The establishment on the part of the producer of a minimum price for fruits and vegetables based on production costs, regulated in the Food Chain Law that came into force in February, has brought agents from Almería's agricultural sector into conflict.
On Monday the 22nd, the cooperatives of the Association of Fruit and Vegetable Producer Organizations of Almería (COEXPHAL) described the new regulations as "a death sentence for Almeria's agriculture," warning that it is impossible for producers and companies to comply with them, and that this could lead to significant penalties for different operators in the greenhouse sector.
For their part, Almeria's agrarian organizations have expressed their satisfaction with the reform of a Law that has been in force since 2013 "and which needs regulatory changes to include the establishment of costs before the start of the next campaign."
For Andrés Góngora, provincial secretary of Coag, "the fact that Almerian producers won't be selling for prices below their production costs is a historic achievement and a result of our large-scale protests." According to Góngora, "the most concerning aspect is that it is not the large distribution chains that are protesting the most against it, but the marketing companies themselves."

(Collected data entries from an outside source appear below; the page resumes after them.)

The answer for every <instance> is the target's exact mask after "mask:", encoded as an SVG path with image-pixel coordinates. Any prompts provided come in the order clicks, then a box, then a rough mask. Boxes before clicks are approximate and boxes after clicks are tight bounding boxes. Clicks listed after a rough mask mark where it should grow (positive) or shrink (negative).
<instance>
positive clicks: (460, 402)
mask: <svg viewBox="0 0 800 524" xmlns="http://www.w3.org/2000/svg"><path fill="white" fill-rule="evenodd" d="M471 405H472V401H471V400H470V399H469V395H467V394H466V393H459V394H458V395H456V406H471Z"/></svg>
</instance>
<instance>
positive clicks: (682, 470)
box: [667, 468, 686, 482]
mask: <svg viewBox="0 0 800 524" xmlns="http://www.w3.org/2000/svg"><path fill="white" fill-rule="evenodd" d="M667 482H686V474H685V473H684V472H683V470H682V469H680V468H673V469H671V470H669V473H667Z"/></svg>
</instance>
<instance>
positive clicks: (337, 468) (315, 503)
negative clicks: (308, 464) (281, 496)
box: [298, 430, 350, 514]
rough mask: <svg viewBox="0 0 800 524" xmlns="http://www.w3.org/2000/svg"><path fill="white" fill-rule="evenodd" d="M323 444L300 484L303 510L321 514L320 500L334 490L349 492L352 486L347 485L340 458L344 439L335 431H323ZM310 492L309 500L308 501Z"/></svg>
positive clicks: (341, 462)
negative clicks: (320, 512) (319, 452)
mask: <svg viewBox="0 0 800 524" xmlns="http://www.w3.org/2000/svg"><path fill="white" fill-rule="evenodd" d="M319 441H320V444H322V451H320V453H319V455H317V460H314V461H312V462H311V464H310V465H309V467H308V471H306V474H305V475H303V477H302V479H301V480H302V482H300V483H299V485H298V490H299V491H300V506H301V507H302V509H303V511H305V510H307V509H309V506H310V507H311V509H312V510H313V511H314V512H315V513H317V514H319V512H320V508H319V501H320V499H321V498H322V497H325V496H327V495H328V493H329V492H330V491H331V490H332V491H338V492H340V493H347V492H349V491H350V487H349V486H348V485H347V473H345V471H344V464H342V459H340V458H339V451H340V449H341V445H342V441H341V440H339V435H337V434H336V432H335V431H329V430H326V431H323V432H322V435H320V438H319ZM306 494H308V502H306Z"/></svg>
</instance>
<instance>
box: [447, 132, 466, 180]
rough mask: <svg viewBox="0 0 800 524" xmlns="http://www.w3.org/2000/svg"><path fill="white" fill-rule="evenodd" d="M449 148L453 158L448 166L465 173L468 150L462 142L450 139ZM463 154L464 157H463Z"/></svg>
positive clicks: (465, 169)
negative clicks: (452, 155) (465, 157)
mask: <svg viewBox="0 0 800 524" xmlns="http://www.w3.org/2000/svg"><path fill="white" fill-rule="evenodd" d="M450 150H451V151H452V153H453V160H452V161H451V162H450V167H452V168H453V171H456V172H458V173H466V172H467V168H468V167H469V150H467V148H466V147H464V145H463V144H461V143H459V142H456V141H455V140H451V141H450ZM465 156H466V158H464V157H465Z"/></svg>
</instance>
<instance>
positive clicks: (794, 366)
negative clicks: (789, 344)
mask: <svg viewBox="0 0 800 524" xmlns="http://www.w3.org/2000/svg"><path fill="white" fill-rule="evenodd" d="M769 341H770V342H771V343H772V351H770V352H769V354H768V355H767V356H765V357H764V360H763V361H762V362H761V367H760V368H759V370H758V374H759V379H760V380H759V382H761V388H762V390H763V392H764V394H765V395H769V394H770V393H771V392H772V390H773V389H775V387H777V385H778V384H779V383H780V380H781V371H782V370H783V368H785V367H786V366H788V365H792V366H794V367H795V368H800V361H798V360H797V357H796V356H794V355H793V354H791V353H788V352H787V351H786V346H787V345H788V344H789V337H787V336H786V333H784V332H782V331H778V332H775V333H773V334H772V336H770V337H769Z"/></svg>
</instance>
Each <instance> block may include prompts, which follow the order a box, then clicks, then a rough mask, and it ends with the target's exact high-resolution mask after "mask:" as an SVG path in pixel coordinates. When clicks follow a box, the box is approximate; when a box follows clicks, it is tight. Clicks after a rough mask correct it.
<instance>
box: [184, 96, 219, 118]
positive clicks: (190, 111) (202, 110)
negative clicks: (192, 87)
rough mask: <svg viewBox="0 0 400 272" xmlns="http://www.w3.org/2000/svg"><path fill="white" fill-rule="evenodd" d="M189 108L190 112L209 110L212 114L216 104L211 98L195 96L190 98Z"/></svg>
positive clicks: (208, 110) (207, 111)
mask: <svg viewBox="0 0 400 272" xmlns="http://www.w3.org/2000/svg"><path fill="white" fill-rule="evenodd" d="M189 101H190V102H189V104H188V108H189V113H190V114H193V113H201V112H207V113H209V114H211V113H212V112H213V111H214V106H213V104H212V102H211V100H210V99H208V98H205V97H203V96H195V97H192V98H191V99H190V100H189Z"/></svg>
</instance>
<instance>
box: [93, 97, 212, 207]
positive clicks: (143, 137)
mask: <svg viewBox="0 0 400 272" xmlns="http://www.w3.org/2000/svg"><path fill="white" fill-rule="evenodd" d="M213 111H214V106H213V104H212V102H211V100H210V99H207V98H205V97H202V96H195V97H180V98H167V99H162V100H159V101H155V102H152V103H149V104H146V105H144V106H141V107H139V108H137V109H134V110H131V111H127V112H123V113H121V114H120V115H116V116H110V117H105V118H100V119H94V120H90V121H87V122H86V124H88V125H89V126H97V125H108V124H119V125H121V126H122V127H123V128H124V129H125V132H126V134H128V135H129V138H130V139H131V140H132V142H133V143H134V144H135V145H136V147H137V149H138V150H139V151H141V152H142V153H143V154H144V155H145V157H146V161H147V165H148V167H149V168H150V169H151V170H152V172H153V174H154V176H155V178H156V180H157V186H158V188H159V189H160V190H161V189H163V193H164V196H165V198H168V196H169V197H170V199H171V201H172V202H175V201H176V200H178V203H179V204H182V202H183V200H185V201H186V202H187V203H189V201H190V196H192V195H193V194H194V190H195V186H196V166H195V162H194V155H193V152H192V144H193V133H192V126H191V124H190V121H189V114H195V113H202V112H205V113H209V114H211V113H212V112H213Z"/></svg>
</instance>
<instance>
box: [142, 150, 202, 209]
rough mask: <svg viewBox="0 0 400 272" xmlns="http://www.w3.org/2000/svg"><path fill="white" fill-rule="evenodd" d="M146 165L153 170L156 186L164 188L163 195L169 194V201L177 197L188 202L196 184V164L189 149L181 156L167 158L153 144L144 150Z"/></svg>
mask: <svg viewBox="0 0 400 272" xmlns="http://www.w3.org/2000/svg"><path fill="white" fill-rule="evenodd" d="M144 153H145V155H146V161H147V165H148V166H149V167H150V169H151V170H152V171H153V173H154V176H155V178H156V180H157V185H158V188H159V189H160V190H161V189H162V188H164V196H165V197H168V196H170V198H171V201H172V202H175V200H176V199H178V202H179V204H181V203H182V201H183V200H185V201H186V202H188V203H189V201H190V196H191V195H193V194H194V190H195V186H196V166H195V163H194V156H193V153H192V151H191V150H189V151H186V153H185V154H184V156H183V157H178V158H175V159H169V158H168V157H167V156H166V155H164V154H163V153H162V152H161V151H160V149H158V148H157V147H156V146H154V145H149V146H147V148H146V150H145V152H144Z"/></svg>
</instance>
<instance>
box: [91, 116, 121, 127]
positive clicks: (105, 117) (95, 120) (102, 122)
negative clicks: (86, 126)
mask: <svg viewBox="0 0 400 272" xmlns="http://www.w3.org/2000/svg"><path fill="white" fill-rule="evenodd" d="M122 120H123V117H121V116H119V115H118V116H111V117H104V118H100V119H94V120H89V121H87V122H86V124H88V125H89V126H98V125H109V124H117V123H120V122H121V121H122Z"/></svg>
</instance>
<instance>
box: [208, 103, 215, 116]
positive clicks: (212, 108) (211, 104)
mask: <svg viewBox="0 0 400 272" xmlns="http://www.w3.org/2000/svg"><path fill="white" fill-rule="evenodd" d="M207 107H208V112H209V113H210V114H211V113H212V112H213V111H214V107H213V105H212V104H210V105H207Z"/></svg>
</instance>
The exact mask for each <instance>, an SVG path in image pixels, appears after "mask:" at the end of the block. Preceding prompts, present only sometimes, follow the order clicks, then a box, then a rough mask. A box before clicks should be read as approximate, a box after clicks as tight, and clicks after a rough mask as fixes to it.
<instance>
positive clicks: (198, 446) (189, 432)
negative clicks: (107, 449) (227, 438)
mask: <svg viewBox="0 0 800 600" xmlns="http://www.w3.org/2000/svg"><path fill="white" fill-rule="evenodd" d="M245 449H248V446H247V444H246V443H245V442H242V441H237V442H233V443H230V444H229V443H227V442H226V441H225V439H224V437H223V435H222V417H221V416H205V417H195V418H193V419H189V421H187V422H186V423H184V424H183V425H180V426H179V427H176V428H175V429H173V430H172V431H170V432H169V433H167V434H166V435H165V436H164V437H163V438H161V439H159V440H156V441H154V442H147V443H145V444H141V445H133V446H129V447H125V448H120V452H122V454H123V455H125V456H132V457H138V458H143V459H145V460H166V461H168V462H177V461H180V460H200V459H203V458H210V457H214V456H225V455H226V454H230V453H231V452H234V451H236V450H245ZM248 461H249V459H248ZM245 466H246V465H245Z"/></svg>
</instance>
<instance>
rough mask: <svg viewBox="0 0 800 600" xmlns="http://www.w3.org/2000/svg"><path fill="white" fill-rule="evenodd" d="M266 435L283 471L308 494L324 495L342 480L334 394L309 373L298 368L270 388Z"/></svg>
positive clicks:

The secretary of Coag Almería also believes that "agricultural producers cannot survive dealing constantly with speculation, and that it is natural to have a law making it compulsory to set a price in the contract that, at the very least, covers the production costs."
However, in reality, some operators unofficially acknowledge that they continue selling their goods without a contract or a fixed price, and failing to cover the production costs.
As stressed by Góngora, with the new minimum price standard, "we have a tool at our disposal that will improve our bargaining power and allow us to report abuses."